三分間踞りて歩き得ると言へ半年前のごとくにはあらず
腫瘍影小さくなりしは現実にてクールの後も続くるべきか


  さいたま 倉林 美千子

去にし世のたれか並べし石走(いはばし)を渡らむよ溝蕎麦の花も濡れゐる
すがれゆく畑と言へど盗みしは君ぞわが手に稲淵の茄子


  東 京 實藤 恒子

クレーターあまたある月より見る地球まこと美しき地球といはむ
のぼり来る青き地球は鮮やかに相争ふは見ゆべくもなく


(以下 HP指導の編集委員・インストラクター・アドバイザー)

  四日市 大井 力

ふるさとに伝はる巨大炭化籾丈三糎は古代の突然変異か
落花生の倍の籾粒炭化して虫穴二つまざまざとあく


  小 山 星野 清

断りて受話器置きたるわが声のいたく刺あるさまにおどろく
交換せむ臓器のためにクローンの人間を飼ふか小説なれど


  札 幌 内田 弘

セギノールの一打に総立ちの札幌ドーム吾もスタンドに響(とよ)みゆきたし
夕光の及びて路地の吾が影を跨ぎて人等絶えまなく行く


  取 手 小口 勝次

吾が探す二人の歌碑は寺の奥潜まる池のほとりに見付く
文明と茂吉の二首は一つ石の左下右上に彫られて珍し


先人の歌


『続青南集』土屋文明  「やまとの国」 大和恋




 2008年1月20日、「新アララギ」新年会の懇親会で、「大和恋」の話がでた。
「大和恋」は土屋先生のこの「やまとの国」一連の中の小題であるが、小谷稔の第三歌集名として用いられ、倉林は第三歌集「風待つ翼」の小題として採りいれた。万葉集の故里大和は私たちの永遠の故里でもある。
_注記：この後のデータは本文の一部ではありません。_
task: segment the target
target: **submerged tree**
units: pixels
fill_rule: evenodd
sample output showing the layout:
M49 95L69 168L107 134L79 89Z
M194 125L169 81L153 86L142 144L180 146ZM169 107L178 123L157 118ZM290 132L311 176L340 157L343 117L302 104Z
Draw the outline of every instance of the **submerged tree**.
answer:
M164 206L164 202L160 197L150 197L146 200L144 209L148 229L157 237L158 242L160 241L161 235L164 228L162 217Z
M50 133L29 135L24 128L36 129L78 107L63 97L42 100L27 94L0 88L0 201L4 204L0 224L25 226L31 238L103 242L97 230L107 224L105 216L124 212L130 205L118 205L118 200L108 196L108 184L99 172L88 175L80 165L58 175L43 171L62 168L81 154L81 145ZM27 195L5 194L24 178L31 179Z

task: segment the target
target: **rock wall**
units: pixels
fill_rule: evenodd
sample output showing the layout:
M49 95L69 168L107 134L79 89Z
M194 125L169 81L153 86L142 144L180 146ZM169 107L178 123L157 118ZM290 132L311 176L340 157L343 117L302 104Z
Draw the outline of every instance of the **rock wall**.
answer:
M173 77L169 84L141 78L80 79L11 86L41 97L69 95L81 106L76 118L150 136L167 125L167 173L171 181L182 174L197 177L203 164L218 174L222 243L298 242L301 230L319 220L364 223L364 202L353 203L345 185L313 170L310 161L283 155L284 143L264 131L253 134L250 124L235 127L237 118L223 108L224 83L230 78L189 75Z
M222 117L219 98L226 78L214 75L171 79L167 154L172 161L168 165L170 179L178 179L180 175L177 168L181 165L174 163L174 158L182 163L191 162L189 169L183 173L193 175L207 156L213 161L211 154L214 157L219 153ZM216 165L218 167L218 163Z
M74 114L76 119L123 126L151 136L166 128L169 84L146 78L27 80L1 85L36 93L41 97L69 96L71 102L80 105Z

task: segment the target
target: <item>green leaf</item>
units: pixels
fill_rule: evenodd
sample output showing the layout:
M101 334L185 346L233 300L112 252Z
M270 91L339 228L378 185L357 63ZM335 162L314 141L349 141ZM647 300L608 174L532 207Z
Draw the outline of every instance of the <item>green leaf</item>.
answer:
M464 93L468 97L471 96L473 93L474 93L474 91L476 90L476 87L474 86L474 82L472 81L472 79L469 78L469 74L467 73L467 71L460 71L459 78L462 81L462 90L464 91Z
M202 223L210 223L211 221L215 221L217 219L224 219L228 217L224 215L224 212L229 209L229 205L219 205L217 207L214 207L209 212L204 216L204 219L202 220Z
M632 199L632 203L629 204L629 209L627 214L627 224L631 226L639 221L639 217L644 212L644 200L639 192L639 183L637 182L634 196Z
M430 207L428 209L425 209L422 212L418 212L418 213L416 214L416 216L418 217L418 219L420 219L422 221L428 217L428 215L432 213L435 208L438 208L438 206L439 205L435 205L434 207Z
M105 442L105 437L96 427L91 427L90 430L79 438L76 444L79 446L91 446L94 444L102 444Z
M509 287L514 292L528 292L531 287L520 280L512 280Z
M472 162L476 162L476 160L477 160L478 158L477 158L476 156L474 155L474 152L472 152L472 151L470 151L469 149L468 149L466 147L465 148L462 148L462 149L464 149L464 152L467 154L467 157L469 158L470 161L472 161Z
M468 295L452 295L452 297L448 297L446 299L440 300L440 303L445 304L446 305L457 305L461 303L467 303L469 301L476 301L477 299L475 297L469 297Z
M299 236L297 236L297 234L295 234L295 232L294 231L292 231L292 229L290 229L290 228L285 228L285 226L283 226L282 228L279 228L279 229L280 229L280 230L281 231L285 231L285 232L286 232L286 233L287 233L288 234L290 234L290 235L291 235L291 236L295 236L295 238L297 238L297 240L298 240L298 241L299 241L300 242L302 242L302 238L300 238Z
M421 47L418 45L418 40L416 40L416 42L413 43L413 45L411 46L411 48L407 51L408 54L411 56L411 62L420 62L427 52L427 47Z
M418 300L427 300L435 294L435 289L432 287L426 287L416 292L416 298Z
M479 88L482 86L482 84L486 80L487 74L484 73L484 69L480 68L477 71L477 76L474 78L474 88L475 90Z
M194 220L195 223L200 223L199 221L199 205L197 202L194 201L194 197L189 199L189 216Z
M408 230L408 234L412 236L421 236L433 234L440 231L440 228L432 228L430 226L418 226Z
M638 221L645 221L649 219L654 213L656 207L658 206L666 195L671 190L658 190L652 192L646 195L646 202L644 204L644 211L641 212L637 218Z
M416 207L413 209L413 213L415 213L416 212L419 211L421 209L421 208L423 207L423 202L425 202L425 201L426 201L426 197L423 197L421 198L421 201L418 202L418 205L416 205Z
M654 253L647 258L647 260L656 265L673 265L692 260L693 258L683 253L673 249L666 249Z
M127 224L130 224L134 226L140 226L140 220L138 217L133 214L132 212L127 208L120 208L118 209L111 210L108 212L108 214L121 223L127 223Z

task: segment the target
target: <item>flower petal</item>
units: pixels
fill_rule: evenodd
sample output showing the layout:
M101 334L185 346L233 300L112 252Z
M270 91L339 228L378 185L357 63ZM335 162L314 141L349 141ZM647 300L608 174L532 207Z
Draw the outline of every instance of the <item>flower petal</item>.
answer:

立ちかへり立ちかへりつつ恋ふれども見はてぬ大和大和しこほし
古へを時に貴み時に貶しこの国山川にかかづらひ来し
山も川もうつるといへど言葉あり千年を結ぶ言葉をぞ思ふ
この国をしのび寄り来て共に歩み過ぎにし人らよ老いし我等よ
上村君老いていよいよ頑固なれど君ありて我が見得し大和ぞ



 「上村君」はアララギ歌人上村孫作、大和の資産家で土屋文明の万葉紀行を大いに助けた。同じ大和の小谷稔もこの人に親しんだ筈である。文明は没年の平成2年9月号のアララギ誌上、上村孫作遺歌集を手に「相共に九十年をめざしつつ早くも君はたふれ給ふか」を、最後の一首とし12月8日に亡くなった。